Presiden Konfederasi Serikat Pekerja Nusantara (KSPN), Ristadi, mengungkapkan bahwa permintaan domestik terhadap produk tekstil lokal terus menurun. Ia menyebutkan bahwa pasar-pasar besar seperti Tanah Abang dan Cirebon kini dipenuhi barang-barang impor ilegal yang masuk melalui jalur pasar gelap atau black market. Barang-barang ini dijual dengan harga yang lebih rendah, membuat produk lokal sulit bersaing.
Ristadi menilai pemerintah belum menunjukkan tindakan nyata dalam memberantas impor ilegal secara menyeluruh. Meski sudah dibentuk satuan tugas untuk pemberantasan impor ilegal, keberadaannya dianggap tidak berdampak signifikan. Penindakan yang ada lebih sering berhenti pada pengungkapan barang, tanpa menyentuh aktor utama di balik peredaran barang ilegal tersebut.
Situasi ini membuat banyak pelaku industri tekstil lokal mengalami kesulitan bertahan. Banyak pabrik mulai merumahkan pekerjanya atau bahkan gulung tikar karena produksi yang tidak terserap dan beban biaya operasional yang tinggi. Ristadi menegaskan bahwa potensi PHK massal kini mengancam sekitar tiga juta pekerja jika tidak ada langkah tegas dari pemerintah untuk menertibkan praktik impor ilegal.
Ia juga memahami dilema yang dihadapi para pelaku usaha garmen di dalam negeri. Dalam kondisi pasar yang dipenuhi barang murah ilegal, mereka terdorong untuk ikut menggunakan bahan impor ilegal demi menekan harga jual dan tetap bisa bersaing. Jika tidak, maka pilihan satu-satunya adalah keluar dari bisnis ini.

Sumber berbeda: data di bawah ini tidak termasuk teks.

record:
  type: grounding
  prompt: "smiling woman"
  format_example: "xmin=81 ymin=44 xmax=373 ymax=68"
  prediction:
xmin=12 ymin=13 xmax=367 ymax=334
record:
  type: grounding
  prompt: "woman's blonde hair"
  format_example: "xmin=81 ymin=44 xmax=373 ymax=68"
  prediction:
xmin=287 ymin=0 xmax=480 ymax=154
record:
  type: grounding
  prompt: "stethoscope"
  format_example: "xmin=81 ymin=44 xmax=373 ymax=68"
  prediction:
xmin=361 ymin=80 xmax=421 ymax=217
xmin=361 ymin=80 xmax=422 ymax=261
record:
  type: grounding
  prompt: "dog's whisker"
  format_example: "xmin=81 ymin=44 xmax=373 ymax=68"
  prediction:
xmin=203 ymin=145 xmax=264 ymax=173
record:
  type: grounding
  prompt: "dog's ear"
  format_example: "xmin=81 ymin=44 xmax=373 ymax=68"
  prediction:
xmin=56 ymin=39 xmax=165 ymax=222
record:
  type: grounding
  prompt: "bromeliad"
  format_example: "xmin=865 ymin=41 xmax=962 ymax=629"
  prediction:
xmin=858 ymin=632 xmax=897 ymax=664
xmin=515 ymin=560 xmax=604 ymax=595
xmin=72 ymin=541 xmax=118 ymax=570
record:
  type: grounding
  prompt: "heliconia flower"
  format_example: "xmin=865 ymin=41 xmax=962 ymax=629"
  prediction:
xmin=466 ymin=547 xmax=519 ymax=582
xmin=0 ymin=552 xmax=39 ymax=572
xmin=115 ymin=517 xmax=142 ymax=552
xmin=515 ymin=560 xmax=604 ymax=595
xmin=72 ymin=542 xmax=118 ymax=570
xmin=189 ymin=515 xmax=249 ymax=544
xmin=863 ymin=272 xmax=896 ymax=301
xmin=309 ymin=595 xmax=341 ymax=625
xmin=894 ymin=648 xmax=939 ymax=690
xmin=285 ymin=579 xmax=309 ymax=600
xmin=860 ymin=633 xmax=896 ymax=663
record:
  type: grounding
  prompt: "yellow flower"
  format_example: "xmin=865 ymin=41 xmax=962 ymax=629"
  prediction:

Kondisi ini menjadi peringatan serius bahwa industri tekstil nasional sedang berada di titik kritis. Tanpa intervensi tegas dan kebijakan yang melindungi produksi dalam negeri, maka risiko kehilangan jutaan lapangan kerja menjadi semakin nyata. Pemerintah dituntut untuk tidak lagi setengah hati dalam memberantas impor ilegal dan menyelamatkan industri strategis yang menjadi tumpuan hidup jutaan pekerja Indonesia.